The Financial Reporting Council (FRC) has dropped the Tier 3 category for Stewardship Code signatories after half of the asset managers deemed to have the weakest statements on stewardship improved their reporting and the other half quit the code.

In November last year the FRC assigned asset managers to one of three “tiers” based on the quality of their reporting on their stewardship approach.  

The Stewardship Code is a voluntary set of principles designed to encourage asset managers and other investors to engage with the companies in which they invest and exercise voting rights.

Tier 3 was the lowest tier, for signatories seen as needing to make significant reporting improvements to ensure their approach was more transparent.

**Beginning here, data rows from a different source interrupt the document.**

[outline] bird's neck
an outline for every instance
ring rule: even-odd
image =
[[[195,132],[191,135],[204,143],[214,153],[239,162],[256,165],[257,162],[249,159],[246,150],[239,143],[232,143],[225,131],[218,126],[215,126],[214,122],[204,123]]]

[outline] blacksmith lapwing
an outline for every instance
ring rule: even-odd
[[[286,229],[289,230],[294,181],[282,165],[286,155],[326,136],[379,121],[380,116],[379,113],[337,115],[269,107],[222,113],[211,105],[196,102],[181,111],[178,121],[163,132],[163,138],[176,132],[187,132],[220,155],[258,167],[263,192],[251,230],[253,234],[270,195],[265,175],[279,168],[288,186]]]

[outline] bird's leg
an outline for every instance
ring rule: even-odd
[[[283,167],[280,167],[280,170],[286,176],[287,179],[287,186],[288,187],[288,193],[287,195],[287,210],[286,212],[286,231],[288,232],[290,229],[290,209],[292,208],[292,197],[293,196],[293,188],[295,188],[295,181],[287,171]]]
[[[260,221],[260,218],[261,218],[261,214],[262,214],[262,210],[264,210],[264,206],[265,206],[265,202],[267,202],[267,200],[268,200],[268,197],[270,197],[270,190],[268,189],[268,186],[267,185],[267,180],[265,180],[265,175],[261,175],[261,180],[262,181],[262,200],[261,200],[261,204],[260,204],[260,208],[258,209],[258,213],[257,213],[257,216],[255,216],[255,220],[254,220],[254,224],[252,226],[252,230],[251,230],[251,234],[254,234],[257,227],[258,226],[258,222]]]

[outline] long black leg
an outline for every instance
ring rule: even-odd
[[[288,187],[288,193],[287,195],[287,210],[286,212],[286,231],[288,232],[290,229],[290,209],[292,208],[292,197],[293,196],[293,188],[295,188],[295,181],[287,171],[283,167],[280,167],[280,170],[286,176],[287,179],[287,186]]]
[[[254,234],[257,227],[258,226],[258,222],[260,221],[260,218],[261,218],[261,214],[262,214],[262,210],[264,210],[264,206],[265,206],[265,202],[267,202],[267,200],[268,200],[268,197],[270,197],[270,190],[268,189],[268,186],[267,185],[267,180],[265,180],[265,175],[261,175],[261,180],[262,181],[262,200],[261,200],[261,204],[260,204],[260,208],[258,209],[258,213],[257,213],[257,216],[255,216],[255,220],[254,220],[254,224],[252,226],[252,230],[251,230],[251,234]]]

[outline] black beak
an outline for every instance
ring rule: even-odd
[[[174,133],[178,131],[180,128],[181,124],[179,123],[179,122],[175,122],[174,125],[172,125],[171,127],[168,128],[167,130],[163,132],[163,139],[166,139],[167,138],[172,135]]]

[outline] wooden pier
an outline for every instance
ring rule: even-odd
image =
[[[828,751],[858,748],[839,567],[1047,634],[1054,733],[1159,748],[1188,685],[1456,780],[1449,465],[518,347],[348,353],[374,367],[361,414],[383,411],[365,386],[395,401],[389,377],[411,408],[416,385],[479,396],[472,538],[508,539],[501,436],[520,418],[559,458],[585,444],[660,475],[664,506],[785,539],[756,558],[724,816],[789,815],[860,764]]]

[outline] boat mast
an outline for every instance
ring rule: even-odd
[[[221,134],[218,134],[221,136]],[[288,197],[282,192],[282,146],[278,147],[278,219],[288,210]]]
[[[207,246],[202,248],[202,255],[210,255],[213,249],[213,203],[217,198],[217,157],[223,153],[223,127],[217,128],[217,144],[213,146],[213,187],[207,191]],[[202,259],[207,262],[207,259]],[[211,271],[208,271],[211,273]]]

Forty asset managers were assigned to this category, and were given the choice of either improving their reporting or being removed from the list of code signatories.

Of these, around 20 improved their reporting to a Tier 1 or Tier 2 standard, while the others decided to remove themselves from the list.

The FRC’s decision comes as it prepares to review the Stewardship Code. It intends to ask “broad initial questions” about its approach to the review as part of a formal consultation of its corporate governance code that it will launch later this year.

A detailed consultation on specific changes to the Stewardship Code will be held next year.

Luke Hildyard, policy lead for stewardship and corporate governance at the Pensions and Lifetime Savings Association, said the FRC’s decision to drop Tier 3 was an “understandable measure”.

“[Tiering] was always going to be a tricky process, as those signatories that fall into the lowest tier were likely to resign, on the basis that being a non-signatory sounds better than being classified in the third tier,” he said.

He encouraged the FRC to follow up on this step by promoting awareness of the code so that investors understood the difference between signatories and non-signatories, and raising the code’s standards so that being a signatory became more meaningful.